There are a few functions that have a different status because a sort of permanent appropriation is on the books for them that can, in situations like this, take the place of a more normal appropriation. MNSCU is one. And some aspects of K-12 funding. But most of the key emergency/public health and safety functions are not covered.
It’s also not the job of the judiciary to tell the Legislature what laws it ought to pass, but in the language quoted above the Court of Appeals was sort of appealing for a longer and better focused list.
There is a counterargument to this. I’ve alluded to it before. If the state is cushioned from the impact of a partial government shutdown, it’s likely we will have more of them. Politically, on this round at least, it seems to be Gov. Dayton that wants to send the message that if there is a shutdown, it will be a “hard” one — presumably as a way to pressure the Legislature to make a deal. That’s why the Legislature has been begging for a special session to enact a “lights-on” spending bill and why Dayton has refused.
Anyway, the law that the Appeals Court recommended to the Legislature in 2007 cannot be part of the solution now, at least not without a special session.
And you should note that the court was at the same time signaling that it took very, very seriously the constitutional problem that it must confront — that Gearin now confronts — when the situation gets to this stage.
If you can stand it, here are few paragraphs from the 2007 ruling in which the please-do-your-job-so-we-don’t-have-to-decide-whether-we-are-authorized-to-do-it-for-you language occurs, so you can appreciate it in context:
“We start from the fundamental principle that we cannot exercise powers that belong to the legislative branch. (Minn. Const. art. III, section 1.)
“The Minnesota Constitution provides the legislature with the power to make appropriations. Minn. Const. art.

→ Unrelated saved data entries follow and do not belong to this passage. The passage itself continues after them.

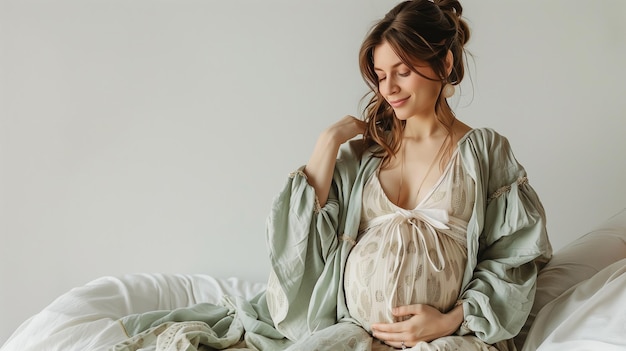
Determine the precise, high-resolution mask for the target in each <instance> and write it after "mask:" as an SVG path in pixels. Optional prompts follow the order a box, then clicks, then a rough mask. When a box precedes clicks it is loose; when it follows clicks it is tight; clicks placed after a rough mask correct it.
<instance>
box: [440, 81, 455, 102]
mask: <svg viewBox="0 0 626 351" xmlns="http://www.w3.org/2000/svg"><path fill="white" fill-rule="evenodd" d="M454 90H455V89H454V85H452V84H450V83H446V85H444V86H443V89H442V90H441V94H442V95H443V97H444V98H446V99H447V98H449V97H451V96H452V95H454Z"/></svg>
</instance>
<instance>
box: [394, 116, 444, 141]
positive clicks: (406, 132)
mask: <svg viewBox="0 0 626 351" xmlns="http://www.w3.org/2000/svg"><path fill="white" fill-rule="evenodd" d="M443 133H446V130H445V128H444V127H443V125H441V123H440V122H439V120H437V117H436V116H435V114H434V113H433V114H432V115H430V116H413V117H411V118H408V119H407V120H406V125H405V126H404V133H403V138H405V139H414V140H422V139H427V138H431V137H433V136H437V135H440V134H443Z"/></svg>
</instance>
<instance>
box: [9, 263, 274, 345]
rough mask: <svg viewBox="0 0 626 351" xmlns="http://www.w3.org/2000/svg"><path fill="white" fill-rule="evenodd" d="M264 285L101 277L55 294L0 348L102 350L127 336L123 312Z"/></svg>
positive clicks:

XI, section 1.)
“And, [w]ithin the constitutional limits of their jurisdiction, members of a coequal branch have an independence of official action no less complete and no less important than that of the judiciary…
“…Because of the structure and function of legislative power, it is the legislature and not the judiciary that has the institutional competency to devise a prospective plan for resolving future political impasses.
“The legislature could prevent another judicially mandated disbursement of public funds without an authorized appropriation by, for example, creating an emergency fund to keep the government functioning during a budgetary impasse or enacting a statute setting forth the procedures to be followed during a budgetary impasse.
“See S.F. 87 (1st Spec. Sess. 2005) (proposing enactment of amendment that would provide for maintenance and preservation of core and essential services).”